Fig. 3: Activation of necrosome components and deactivation/loss of executioner caspases is driven by ROS in high-glucose conditions.

A U937 cells were grown in 10 or 50 mM glucose followed by the treatment with TNF-α/CHX in the presence or absence of antioxidant, N-acetylcysteine (NAC), for 2.5 h followed by nonreducing SDS–PAGE and immunoblotting. A high MW, oxidized form of RIP1 is exhibited in 50 mM glucose, but is prevented by NAC. B U937 cells were treated as in A followed by reducing SDS–PAGE and immunoblotting. Total levels of RIP3 and MLKL were normalized.
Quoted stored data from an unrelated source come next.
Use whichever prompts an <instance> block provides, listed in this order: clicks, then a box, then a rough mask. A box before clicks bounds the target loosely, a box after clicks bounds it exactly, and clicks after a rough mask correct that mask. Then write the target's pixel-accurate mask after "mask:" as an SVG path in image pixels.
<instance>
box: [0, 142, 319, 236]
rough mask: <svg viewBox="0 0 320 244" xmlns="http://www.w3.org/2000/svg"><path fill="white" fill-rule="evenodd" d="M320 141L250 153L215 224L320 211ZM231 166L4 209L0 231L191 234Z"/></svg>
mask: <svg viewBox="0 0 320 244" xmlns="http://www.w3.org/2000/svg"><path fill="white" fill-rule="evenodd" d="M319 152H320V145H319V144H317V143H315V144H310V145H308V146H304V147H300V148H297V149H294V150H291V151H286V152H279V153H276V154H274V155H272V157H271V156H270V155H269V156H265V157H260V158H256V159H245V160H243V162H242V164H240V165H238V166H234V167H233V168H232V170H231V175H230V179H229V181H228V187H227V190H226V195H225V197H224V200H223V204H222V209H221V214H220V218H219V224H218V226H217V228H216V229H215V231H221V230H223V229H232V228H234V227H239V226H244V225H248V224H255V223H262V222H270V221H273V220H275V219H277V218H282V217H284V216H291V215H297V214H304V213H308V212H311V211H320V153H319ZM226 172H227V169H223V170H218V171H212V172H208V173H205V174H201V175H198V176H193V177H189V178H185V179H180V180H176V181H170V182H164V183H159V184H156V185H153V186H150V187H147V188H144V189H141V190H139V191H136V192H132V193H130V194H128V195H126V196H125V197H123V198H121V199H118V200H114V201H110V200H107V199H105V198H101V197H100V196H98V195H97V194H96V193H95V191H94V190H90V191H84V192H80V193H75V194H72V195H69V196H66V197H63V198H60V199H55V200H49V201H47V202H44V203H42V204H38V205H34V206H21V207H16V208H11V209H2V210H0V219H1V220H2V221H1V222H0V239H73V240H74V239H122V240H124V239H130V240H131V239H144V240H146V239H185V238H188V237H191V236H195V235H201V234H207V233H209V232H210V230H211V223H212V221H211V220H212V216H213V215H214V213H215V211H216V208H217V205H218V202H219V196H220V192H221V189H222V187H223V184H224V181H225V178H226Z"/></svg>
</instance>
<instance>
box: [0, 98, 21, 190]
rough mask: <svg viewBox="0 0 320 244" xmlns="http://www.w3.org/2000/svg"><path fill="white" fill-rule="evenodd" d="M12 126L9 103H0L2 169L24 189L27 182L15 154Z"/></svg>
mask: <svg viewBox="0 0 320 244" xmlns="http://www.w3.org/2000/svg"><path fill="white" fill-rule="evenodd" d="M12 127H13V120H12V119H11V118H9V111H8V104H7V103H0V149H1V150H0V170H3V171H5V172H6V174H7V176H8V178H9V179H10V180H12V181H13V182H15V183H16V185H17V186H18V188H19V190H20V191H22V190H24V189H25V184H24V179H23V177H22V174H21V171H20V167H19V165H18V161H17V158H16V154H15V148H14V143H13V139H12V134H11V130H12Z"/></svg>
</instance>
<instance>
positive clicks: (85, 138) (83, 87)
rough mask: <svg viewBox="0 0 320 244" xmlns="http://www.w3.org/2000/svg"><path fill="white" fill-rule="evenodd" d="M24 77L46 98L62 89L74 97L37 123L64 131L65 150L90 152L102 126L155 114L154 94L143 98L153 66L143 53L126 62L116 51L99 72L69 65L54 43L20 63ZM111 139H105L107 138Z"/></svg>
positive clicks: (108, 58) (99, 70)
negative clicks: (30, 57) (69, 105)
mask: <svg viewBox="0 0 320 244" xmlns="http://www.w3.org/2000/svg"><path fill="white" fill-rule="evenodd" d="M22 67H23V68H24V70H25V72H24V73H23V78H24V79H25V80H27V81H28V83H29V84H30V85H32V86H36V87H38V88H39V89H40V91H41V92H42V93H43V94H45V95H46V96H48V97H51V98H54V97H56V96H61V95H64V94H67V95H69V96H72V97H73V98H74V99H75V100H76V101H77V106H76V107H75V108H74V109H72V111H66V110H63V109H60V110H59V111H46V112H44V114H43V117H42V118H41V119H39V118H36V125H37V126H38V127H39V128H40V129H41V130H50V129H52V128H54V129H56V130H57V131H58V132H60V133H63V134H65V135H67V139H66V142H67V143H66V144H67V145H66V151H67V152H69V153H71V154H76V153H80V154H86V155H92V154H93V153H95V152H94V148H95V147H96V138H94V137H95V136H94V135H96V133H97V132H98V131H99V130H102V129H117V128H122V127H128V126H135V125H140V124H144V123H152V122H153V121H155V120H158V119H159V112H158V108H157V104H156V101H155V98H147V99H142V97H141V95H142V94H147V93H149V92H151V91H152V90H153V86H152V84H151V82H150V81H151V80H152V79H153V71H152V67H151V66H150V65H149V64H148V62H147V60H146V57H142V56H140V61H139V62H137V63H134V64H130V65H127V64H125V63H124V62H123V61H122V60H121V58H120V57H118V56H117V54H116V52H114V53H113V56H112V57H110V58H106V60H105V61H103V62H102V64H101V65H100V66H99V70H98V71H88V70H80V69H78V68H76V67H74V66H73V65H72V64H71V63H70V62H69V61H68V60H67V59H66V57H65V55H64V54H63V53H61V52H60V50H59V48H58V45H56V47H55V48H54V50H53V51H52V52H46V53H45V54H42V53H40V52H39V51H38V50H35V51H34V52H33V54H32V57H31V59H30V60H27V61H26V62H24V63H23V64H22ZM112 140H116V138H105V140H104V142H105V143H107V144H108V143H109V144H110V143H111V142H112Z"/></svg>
RIP3 and MLKL phosphorylation (p-RIP3 and p-MLKL, respectively) occurs in 50 mM glucose and is prevented by NAC. C U937 cells were treated as in A followed by immunoprecipitation of RIP1, reducing SDS–PAGE, and immunoblotting. RIP3 and MLKL co-precipitate with RIP1 in 50 mM glucose, but this is prevented by NAC. D U937 cells were treated as in B. Caspases-3, -6, and, -7 exhibit a decrease in activation and abundance in 50 mM that is prevented by NAC. All western blot images are representative of three independent experiments.